Le procès intenté au Rodriguais Jean Nicholas Pierre-Louis pour le meurtre de Marie Riffine Augustin a été appelé hier après-midi devant les Assises, présidées par le juge Bobby Madhub. Ce dernier a réservé sa sentence. Les avocats des deux parties se sont livrés à l’exercice des plaidoiries avant que le juge ne puisse rendre son verdict dans ce procès.

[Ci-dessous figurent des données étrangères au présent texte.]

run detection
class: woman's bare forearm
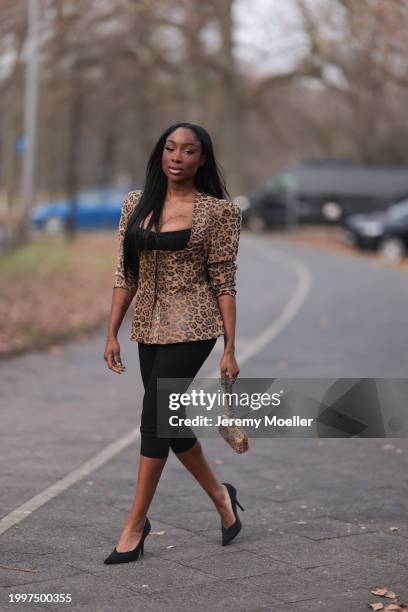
[218,293,237,353]
[107,287,135,338]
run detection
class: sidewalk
[0,438,408,612]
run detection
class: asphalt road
[0,233,408,612]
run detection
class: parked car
[31,187,135,234]
[343,199,408,261]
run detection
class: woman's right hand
[103,338,126,374]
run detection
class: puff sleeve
[207,200,242,297]
[113,192,137,292]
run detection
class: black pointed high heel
[221,482,244,546]
[104,517,152,565]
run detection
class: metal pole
[22,0,39,240]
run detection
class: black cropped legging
[138,338,217,458]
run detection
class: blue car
[30,187,139,234]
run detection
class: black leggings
[138,338,217,458]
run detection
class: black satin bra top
[135,227,191,251]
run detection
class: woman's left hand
[220,351,239,382]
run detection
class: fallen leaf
[371,587,388,597]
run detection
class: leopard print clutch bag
[218,378,248,453]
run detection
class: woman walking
[104,123,243,564]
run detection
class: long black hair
[123,121,230,292]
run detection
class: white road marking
[0,237,312,535]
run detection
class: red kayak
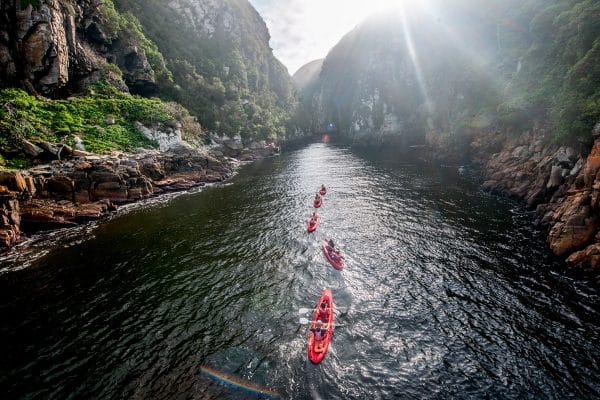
[308,289,333,364]
[313,196,323,208]
[323,240,344,271]
[308,215,321,232]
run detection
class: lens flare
[200,366,281,399]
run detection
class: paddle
[298,318,345,327]
[298,307,339,314]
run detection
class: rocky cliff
[0,0,160,98]
[301,0,600,146]
[115,0,296,139]
[0,0,296,139]
[296,0,600,274]
[292,58,325,93]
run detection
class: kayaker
[310,319,327,342]
[317,301,329,322]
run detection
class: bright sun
[255,0,429,73]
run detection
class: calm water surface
[0,144,600,399]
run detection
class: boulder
[546,165,563,189]
[21,139,44,158]
[0,171,27,193]
[38,142,59,158]
[46,175,75,200]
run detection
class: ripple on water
[0,144,600,399]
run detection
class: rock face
[0,0,156,97]
[292,58,325,92]
[471,130,600,270]
[0,141,278,249]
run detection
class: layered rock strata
[471,134,600,276]
[0,141,275,249]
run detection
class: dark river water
[0,143,600,399]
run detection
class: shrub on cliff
[0,81,201,161]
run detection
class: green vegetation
[98,0,173,84]
[111,0,296,139]
[0,82,186,159]
[297,0,600,146]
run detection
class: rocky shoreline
[0,140,278,250]
[470,124,600,275]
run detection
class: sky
[249,0,406,74]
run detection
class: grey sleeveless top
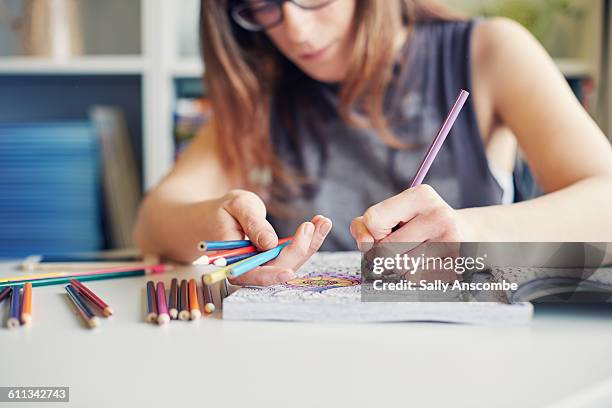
[269,21,503,250]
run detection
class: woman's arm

Jean Nicholas Pierre-Louis, accusé d’avoir mortellement agressé Marie Riffine Augustin en 2008, devra encore patienter pour connaître sa sentence. Lors de la précédente séance, une certaine confusion centrée sur le nombre de jours passés en détention par l’accusé était d’actualité. Hier, la poursuite a fait comprendre que le temps passé en détention qui devrait être déduit de la peine serait de 2 086 jours. La poursuite à toutefois fait savoir que l’accusé subi actuellement une peine d’emprisonnement pour une affaire de viol et a demandé que, pour ce cas présent, prévale une peine de prison entre sept et huit ans. Me Rex Stephen, l’homme de loi de l’accusé, a abondé dans le même sens. Le juge Madhub a ainsi par la suite renvoyé la sentence à une date ultérieure.
L’affaire remonte à 2008. L’accusé avait plaidé coupable d’une charge réduite de “wounds and blows without intentions to kill”. Lors du procès, entendu le 6 novembre dernier, six témoins avaient déposé. Les cinq dépositions de l’accusé avaient été lues par l’inspecteur Govinden Rengasamy.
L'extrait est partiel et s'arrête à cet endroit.